Firefighters, with the aid of some non-windy weather, managed by Monday afternoon to almost fully contain the Sunshine Canyon Fire that blazed through forest just west of Boulder on Sunday. On Monday night, it was still smoldering above the city.
When the fire ignited and spread, Boulder was experiencing a record-setting 78 degree day in a month that has seen only 0.05 inches of precipitation, or 2.14 inches short of the historic average for the month.
The Sunshine Canyon fire burned 76 acres and forced authorities to evacuate 420 homes. It also marked just another incident in the state fire season that no longer has any start or end.
Colorado firefighters are working on the ground and in the halls of officialdom to head off further destruction.
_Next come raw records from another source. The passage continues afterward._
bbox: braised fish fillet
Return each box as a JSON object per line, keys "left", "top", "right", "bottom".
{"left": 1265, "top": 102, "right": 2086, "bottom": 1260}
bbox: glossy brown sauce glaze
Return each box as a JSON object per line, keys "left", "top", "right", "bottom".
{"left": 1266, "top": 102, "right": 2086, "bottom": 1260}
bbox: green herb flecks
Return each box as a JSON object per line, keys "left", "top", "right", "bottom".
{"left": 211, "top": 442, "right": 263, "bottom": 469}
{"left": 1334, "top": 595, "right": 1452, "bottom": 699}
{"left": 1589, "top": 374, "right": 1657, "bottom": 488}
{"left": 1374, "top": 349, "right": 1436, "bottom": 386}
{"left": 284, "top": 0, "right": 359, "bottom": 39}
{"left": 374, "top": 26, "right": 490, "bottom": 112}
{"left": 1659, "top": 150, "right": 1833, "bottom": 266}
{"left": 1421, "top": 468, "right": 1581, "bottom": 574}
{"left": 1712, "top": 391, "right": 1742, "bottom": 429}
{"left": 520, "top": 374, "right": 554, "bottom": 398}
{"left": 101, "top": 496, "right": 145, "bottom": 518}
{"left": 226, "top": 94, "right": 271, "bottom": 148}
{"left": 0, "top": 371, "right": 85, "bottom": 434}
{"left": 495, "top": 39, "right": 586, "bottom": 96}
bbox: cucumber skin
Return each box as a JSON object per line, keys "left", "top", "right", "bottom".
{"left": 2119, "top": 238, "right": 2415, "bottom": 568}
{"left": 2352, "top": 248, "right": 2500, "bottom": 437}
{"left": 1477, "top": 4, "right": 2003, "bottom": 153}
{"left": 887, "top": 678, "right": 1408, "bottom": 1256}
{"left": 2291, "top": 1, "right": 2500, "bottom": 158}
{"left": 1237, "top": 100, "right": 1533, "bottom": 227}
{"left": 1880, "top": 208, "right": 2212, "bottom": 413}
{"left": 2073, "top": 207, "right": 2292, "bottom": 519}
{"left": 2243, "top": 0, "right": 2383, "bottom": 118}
In January, some of them visited the offices of Gov. John Hickenlooper and U.S. Sen. Cory Gardner to discuss “the impacts of climate change on the shifting fire regime in Colorado and proposed solutions,” according to the Unacceptable Risk group that put out the 2015 documentary of the same name. The firefighters delivered a letter urging the governor to “allocate adequate funds to prevent and manage wildfires and to accelerate clean, renewable energy production.”
The governor has certainly made efforts. He has supported clean energy plans over sometimes fierce opposition at the Capitol and has advocated for and signed legislation that upgraded controlled burn procedures, expanded firefighting and wildfire detection equipment and that funded studies on forest health and fire insurance.
This legislative session has seen state lawmakers support research on developing forest-managing and carbon-capturing biochar and urge Congress to fund wildfire responses. They have also introduced bills to consolidate forest health grant programs and study drone use in fire fighting and prevention.
The bills are moving well through the building. Sooner is better.